Hydrothermal synthesis has allowed us to isolate and characterize three new inorganic–organic hybrid materials, the compounds [Cu₂(phen)₂(H₂O)₂(H₂PO₄)₂](NO₃)₂·2H₂O (1), [(Cu₂bipy₂)₂(V₄O₉)(PO₄)₂(HPO₄)(H₂P₂O₇)]_n·nH₂O (2) and [Cu₂(dpa)₂(V₂P₂O₁₂)]_n, (4), which have been magneto-structurally characterized. In addition, the magnetic behaviour of the related compound [Cu₂(bipy)₂(VO₂)₂(PO₄)₂]_n (3), has been measured. Compound 1 has a dimeric structure, while compound 2 and 4 have dimer chain structures.
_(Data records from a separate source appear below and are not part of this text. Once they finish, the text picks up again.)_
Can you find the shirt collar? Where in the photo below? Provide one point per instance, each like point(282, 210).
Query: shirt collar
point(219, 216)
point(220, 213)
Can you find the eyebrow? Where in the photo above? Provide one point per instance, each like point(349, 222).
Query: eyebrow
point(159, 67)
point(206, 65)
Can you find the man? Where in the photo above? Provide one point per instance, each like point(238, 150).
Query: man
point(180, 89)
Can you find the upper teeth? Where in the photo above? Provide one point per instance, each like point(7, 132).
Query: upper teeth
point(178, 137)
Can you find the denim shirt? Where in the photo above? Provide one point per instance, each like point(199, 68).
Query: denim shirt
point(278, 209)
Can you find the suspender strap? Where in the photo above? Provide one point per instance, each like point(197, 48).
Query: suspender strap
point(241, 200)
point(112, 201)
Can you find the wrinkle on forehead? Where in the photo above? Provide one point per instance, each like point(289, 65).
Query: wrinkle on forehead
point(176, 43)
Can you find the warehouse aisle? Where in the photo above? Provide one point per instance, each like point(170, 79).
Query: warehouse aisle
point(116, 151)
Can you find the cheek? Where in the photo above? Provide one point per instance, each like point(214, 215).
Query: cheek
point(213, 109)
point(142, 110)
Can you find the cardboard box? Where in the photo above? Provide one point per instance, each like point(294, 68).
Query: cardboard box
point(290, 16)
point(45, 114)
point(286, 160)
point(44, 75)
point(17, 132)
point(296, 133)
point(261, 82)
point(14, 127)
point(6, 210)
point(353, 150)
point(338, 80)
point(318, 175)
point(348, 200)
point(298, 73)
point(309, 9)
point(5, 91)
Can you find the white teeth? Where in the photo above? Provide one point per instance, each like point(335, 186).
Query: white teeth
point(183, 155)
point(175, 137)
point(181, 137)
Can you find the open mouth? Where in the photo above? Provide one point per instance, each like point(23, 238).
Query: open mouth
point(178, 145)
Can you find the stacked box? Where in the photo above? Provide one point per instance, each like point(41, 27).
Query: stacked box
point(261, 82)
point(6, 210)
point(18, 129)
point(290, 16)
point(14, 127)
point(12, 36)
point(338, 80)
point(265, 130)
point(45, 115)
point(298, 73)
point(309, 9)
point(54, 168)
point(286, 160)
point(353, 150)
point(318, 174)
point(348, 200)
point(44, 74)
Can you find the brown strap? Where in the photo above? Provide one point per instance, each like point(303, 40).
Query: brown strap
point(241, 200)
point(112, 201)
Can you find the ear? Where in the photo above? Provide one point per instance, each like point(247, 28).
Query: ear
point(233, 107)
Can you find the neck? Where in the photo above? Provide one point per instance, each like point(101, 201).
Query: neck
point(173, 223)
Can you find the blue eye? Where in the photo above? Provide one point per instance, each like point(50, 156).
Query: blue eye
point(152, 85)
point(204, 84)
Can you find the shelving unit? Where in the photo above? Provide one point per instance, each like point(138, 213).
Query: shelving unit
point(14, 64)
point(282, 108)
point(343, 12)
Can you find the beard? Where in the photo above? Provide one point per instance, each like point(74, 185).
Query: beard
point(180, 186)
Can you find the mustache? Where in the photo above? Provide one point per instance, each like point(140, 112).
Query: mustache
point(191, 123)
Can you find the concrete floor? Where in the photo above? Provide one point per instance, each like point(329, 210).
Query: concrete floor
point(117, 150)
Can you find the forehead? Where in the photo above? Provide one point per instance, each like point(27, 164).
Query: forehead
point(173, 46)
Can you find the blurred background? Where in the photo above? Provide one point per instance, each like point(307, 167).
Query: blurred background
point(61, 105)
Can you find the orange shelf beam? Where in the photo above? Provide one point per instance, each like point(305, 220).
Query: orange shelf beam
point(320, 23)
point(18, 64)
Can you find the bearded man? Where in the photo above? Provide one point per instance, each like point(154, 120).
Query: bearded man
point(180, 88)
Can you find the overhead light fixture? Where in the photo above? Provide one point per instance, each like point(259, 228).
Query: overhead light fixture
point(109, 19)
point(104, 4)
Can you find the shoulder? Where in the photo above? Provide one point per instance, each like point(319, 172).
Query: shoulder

The dependence of the magnetic susceptibility on temperature suggests antiferromagnetic coupling for 1, 2 and 3, while compound 4 can be well understood in terms of the Curie–Weiss law with θ = −23 K. The fitting of the magnetic behaviour to the Bleaney–Bowers spin–dimer coupling expression leads to J = −8.0 cm⁻¹ for 1, J = −28.8 cm⁻¹ for 2 and J = −29.0 cm⁻¹ for 3. The use of alternating chain expressions leads to J = −28.8 cm⁻¹, α = −0.03 for 2 and J = −29.4 cm⁻¹, α = −0.027 for 3.

Although a variety of coordination geometries are exhibited by the compounds in the series, all of them have O–P–O bridges connecting the cupric centres. It was possible to identify the role of the vanadyl groups of the phosphovanadate framework as an important factor affecting the ability of the phosphate groups to transmit magnetic interactions.